About
I mean the Vikings were cool and all, but some of y'all just way too obsessed with them, there was some srsly banger shit happening around the world at the exact same time that was at least as interesting if not more
– Shiv Ramdas on BlueSky
This "map of history" was a fun little side project for me. I wanted to be able to think about simultaneous events in human history that I wouldn't expect to be contemporary.
So I tried to explore the idea with a bit of data visualisation.
Obtaining historical event data
I used BeautifulSoup scraped historical events from English Wikipedia's "On This Day" pages. See the page on September 15 as an example. The page contains a list of major events (decided by Wikipedia editors) that occurred on September 15 throughout history.
The main event-scraping code is in events.py
.
The get_events_on_day
function in events.py
inspects all items under the Events subheading in the Wikipedia page, and attempts to assemble a record that looks like this:
{
'year': number, # negative for years in BC
'month': string,
'day': number,
'longitude' number,
'latitude': number,
'description': string, # An HTML string
}
Each list item in the Events subsection includes a brief description, which often contains links to other Wikipedia pages. The function will inspect the info boxes in those Wikipedia pages, looking for coordinates (nominally, the "location" of the event). If the event description contains references to multiple linked locations, the function emits an event for each location.
Caveats
There are many limitations to this method of gathering event data.

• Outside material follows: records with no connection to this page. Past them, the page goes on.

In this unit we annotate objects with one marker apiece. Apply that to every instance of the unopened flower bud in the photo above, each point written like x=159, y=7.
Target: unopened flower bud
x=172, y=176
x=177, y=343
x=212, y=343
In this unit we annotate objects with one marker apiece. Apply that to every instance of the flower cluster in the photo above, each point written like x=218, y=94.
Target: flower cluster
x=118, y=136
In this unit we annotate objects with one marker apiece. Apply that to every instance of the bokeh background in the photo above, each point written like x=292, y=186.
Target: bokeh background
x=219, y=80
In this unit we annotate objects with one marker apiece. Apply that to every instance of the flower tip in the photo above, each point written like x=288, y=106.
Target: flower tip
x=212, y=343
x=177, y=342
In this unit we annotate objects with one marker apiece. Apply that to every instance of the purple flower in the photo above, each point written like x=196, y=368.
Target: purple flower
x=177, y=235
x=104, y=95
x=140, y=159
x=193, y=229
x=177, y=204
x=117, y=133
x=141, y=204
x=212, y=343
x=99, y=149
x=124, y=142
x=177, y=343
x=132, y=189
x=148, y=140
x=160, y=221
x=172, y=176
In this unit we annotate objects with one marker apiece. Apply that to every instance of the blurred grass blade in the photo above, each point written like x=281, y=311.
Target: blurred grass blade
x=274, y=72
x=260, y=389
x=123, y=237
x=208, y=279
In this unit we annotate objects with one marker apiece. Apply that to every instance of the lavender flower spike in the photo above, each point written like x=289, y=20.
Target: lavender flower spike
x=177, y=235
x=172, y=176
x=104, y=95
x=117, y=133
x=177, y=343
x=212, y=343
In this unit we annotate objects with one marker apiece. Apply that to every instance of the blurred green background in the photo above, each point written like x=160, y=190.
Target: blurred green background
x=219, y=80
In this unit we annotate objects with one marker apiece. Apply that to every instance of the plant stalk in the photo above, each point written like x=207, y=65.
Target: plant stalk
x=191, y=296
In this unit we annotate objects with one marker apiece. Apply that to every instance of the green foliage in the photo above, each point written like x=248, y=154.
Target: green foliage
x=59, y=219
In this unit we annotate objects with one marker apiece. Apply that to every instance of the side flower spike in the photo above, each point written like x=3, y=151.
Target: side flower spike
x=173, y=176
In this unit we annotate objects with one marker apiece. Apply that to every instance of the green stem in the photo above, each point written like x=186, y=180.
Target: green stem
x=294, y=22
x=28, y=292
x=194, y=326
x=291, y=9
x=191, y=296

- Not all listed events in the Wikipedia page will result in an event object being emitted. For example, if there was no location identified for the event (since the goal was to plot events on a map).
- Scraping the English Wikipedia means that data is very skewed to European history. Events in other continents tend to appear when Europeans reached those other continents. Consider other sources of data, perhaps non-English Wikipedia.
- Many events may not have recorded exact dates with the month and day, so they wouldn't show up here, English Wikipedia or no.